The solution: apply_aligned¶
Every built-in step and every Pipeline exposes apply_aligned:
omap is an OffsetMap. Its public surface is two methods:
| Method | Direction | Use |
|---|---|---|
omap.to_original((start, end)) |
normalized → original | Project a model span back to raw text |
omap.to_normalized((start, end)) |
original → normalized | Find where an original span ended up |
Spans are half-open [start, end) intervals over Unicode code points, matching Python's
str[start:end] slice convention.
RAG: cite in original, search in normalized¶
from araclean import Pipeline, RemoveTatweel, FoldAlef, RemoveTashkeel
pipe = Pipeline([RemoveTatweel(), FoldAlef(), RemoveTashkeel()])
# Index-time: normalize, store the original
original = "كتاب أحمـد الكبير"
normalized, omap = pipe.apply_aligned(original)
# Retrieval-time: a search hit in the normalized index gives a span
# Suppose a fuzzy search found "احمد" somewhere in the normalized text
found_start = normalized.index("احمد")
found_end = found_start + len("احمد")
# Project back to the original for citation
orig_start, orig_end = omap.to_original((found_start, found_end))
citation = original[orig_start:orig_end]
print(citation) # "أحمـد" — the original spelling, with tatweel and hamza intact
NER: project model output to original text¶
from araclean import Pipeline, FoldAlef, RemoveTashkeel, RemoveTatweel
pipe = Pipeline([RemoveTatweel(), RemoveTashkeel(), FoldAlef()])
original_doc = "قال الرئيسُ محمـدٌ في المؤتمرِ"
normalized, omap = pipe.apply_aligned(original_doc)
# A NER model running on normalized text predicts a PERSON span
ner_start = normalized.index("محمد")
ner_end = ner_start + len("محمد")
# Project to original text
orig_start, orig_end = omap.to_original((ner_start, ner_end))
original_span = original_doc[orig_start:orig_end]
print(original_span) # "محمـد" — the original spelling, tatweel intact (the deleted
# trailing tanween sits past the span: it produced no normalized char)
What the map tracks¶
Every normalization step is one of a few operation kinds, each tracked by the map:
| Kind | Examples | Alignment |
|---|---|---|
str.translate 1→0 (delete) |
RemoveTatweel, RemoveTashkeel |
Deleted char leaves no normalized char; the next normalized char points past it |
str.translate 1→1 (replace) |
FoldAlef, MapDigits |
One-to-one; position is preserved |
str.translate 1→N (expand) |
FoldPresentationForms (lam-alef ligature → two chars) |
Both result chars point back to the one source char |
| Regex substitution N→M | CollapseWhitespace, CleanURLs, ReduceElongation |
Each replacement char points to the whole matched span |
Pipeline composition chains the per-step maps automatically.
Composing across profiles¶
apply_aligned works with any pipeline, including named profiles:
from araclean import Pipeline, SEARCH
pipe = Pipeline.from_profile(SEARCH)
normalized, omap = pipe.apply_aligned("وَقَالَ الرَّئيسُ")
The output of pipe(text) is always identical to the normalized from apply_aligned — the
method only adds the map, never changes the normalization.
Custom steps¶
A custom step that does not implement apply_aligned raises AlignmentNotSupportedError when
Pipeline.apply_aligned reaches it.

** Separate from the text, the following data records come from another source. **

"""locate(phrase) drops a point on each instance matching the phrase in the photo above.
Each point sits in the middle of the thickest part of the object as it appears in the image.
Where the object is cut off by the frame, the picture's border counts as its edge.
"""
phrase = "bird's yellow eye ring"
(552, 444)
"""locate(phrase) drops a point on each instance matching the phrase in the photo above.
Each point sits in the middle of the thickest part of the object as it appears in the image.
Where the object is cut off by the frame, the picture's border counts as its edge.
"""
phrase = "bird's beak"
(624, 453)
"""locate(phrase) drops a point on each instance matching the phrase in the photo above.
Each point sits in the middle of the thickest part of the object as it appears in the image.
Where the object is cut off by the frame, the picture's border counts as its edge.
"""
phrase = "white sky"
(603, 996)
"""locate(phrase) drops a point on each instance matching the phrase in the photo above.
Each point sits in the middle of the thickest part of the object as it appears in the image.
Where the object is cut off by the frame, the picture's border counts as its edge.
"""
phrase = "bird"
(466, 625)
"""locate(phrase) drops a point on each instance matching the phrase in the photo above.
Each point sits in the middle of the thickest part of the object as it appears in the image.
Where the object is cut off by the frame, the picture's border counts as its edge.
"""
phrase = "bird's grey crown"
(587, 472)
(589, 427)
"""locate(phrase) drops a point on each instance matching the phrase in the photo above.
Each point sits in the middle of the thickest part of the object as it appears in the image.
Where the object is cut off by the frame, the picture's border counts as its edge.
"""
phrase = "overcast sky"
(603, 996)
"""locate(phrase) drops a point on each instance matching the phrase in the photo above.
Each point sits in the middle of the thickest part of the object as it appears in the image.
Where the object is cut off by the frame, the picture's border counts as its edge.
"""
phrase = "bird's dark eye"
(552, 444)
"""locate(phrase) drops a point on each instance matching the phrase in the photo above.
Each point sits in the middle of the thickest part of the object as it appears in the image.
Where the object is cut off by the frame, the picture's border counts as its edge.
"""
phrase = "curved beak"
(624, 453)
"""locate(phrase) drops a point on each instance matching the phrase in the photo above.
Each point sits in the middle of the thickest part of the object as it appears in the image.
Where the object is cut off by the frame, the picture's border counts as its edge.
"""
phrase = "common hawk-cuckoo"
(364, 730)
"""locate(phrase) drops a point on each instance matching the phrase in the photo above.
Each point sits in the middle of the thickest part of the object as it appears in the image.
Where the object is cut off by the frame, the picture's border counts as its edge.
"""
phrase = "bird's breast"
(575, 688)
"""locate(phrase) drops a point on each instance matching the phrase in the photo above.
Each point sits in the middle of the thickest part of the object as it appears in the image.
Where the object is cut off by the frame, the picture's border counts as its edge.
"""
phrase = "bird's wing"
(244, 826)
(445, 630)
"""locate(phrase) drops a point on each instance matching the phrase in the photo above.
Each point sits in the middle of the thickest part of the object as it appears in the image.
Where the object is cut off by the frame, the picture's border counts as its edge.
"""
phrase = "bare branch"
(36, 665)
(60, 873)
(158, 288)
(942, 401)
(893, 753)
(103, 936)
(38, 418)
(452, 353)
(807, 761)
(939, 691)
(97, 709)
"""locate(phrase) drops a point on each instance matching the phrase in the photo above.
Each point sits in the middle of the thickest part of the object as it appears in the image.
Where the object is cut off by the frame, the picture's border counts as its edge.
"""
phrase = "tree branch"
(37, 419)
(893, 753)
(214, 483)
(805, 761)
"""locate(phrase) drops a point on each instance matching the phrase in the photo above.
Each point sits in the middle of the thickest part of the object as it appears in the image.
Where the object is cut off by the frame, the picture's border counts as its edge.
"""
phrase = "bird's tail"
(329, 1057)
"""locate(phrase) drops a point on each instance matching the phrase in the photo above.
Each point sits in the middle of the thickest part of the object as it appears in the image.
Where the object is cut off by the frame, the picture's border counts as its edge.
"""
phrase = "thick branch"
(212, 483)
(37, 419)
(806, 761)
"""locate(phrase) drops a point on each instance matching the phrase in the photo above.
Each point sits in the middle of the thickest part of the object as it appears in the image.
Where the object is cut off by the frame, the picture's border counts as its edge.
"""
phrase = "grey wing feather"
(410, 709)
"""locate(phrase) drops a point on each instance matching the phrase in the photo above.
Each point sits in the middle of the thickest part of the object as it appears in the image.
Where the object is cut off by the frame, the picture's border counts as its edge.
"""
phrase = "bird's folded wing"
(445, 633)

Add the hook to opt in:
from araclean import OffsetMap, SafetyClass
class MyStep:
safety = SafetyClass.ENCODING_REPAIR
def __call__(self, s: str, /) -> str:
return s.replace("x", "y") # 1→1 replace
def apply_aligned(self, s: str, /) -> tuple[str, OffsetMap]:
# 1→1 replacement: length is unchanged, each char maps to itself
return self(s), OffsetMap.identity(len(s))
For deletions or multi-char substitutions, use OffsetMap.from_translate or
OffsetMap.from_regex_sub — see the OffsetMap API reference.